To make an operation atomic, we usually use locking primitives, especially in multithread applications. For example, one way to fix our Java servlet would be to use the object lock on the servlet by using the synchronized keyword. The synchronized keyword prevents multiple threads from running code in the same object that is governed by the synchronized keyword. For example, if we have ten synchronized methods in a Java class, only one thread can be running any of those methods at any given time. The JVM implementation is responsible for enforcing the semantics of the synchronized keyword.

Here's a fixed version of the counter servlet:

import java.io.*; 
import java.servlet.*; 
import java.servlet.http.*; 
public class Counter extends HttpServlet{
 	int count = 0; 
public synchronized 
void doGet(HttpServletRequest in, HttpServletResponse out) 
throws ServletException, 
IOException { 
out.setContentType("text/plain"); 
Printwriter p = out.getWriter(); 
count++; 
p.println(count + " hits so far!"); 
} 
} 

The problem with this solution is that it can have a significant impact on efficiency. In this particular case, we have made it so that only one thread can run our servlet at a time, because doGet is the entry point. If the servlet is incredibly popular, or if the servlet takes a long time to run, this solution won't work very well. People will have to wait to get their chance inside the servlet, potentially for a long time. The solution is to keep the code we need to be atomic (often called a critical section) as small as possible [Silberschatz, 1999]. In Java, we can apply the synchronized keyword to blocks of code.
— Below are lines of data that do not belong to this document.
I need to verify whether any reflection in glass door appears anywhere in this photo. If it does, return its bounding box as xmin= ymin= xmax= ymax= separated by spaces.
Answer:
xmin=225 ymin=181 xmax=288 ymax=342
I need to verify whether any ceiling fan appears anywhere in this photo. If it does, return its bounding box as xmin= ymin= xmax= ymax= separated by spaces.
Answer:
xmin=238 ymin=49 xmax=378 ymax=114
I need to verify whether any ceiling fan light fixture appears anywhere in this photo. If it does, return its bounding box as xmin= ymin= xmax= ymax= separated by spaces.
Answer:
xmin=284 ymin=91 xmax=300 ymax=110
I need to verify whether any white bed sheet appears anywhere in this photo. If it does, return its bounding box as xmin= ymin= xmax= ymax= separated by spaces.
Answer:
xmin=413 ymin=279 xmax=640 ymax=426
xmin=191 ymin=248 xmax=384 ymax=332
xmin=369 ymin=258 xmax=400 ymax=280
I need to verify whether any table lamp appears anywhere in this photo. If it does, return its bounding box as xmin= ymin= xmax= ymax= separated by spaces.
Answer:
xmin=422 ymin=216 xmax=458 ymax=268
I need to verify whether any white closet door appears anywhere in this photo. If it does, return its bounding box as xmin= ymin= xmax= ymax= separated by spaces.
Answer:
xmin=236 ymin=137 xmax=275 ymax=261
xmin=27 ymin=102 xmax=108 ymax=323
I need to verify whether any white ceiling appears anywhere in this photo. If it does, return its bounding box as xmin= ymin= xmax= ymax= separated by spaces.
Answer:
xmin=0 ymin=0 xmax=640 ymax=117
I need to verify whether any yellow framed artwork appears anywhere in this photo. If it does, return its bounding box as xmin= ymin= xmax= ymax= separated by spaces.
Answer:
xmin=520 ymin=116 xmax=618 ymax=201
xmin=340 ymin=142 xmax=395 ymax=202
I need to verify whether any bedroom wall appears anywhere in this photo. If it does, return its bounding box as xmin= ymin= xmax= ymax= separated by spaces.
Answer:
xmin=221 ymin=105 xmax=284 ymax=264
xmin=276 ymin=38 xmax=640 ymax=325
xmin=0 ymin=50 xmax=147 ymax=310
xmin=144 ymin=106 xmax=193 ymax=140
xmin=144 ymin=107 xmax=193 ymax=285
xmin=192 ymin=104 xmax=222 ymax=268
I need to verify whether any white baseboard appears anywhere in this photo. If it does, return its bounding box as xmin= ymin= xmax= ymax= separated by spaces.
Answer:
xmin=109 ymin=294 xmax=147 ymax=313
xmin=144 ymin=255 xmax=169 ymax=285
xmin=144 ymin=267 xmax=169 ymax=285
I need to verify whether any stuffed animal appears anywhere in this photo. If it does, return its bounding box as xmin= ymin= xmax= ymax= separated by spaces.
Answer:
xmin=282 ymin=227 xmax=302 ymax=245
For example, the following is a much better solution to our servlet problem:

import java.io.*; 
import java.servlet.*; 
import java.servlet.http.*; 
public class Counter extends HttpServlet { 
int count = 0; 
public void 
doGet(HttpServletRequest in, HttpServletResponse out) 
throws ServletException, 
IOException { 
  		int my_count; 
out.setContentType("text/plain"); 
Printwriter p = out.getWriter(); 
synchronized(this) { 
my_count = ++count; 
} 
p.println(my_count + " hits so far!"); 
} 
} 

We could just put the call to println inside the synchronized block, and avoid the use of a temporary variable. However, println is a method call, which is somewhat expensive in and of itself. There's no need for it to be in the block, so we may as well remove it, to make our critical section finish as quickly as possible.

As we have seen, race conditions may be possible whenever two or more operations occur and one of the latter operations depends on the first. In the interval between events, an attacker may be able to force something to happen, changing the behavior of the system in ways not anticipated by the developer. Making this all work as an attacker requires a security-critical context, and explicit attention to timing and knowledge of the assumptions a developer may have made.

The term race condition implies a race going on between the attacker and the developer. In fact, the attacker must "race" to invalidate assumptions about the system that the programmer may have made in the interval between operations. A successful attack involves a quick-and-dirty change to the situation in a way that has not been anticipated.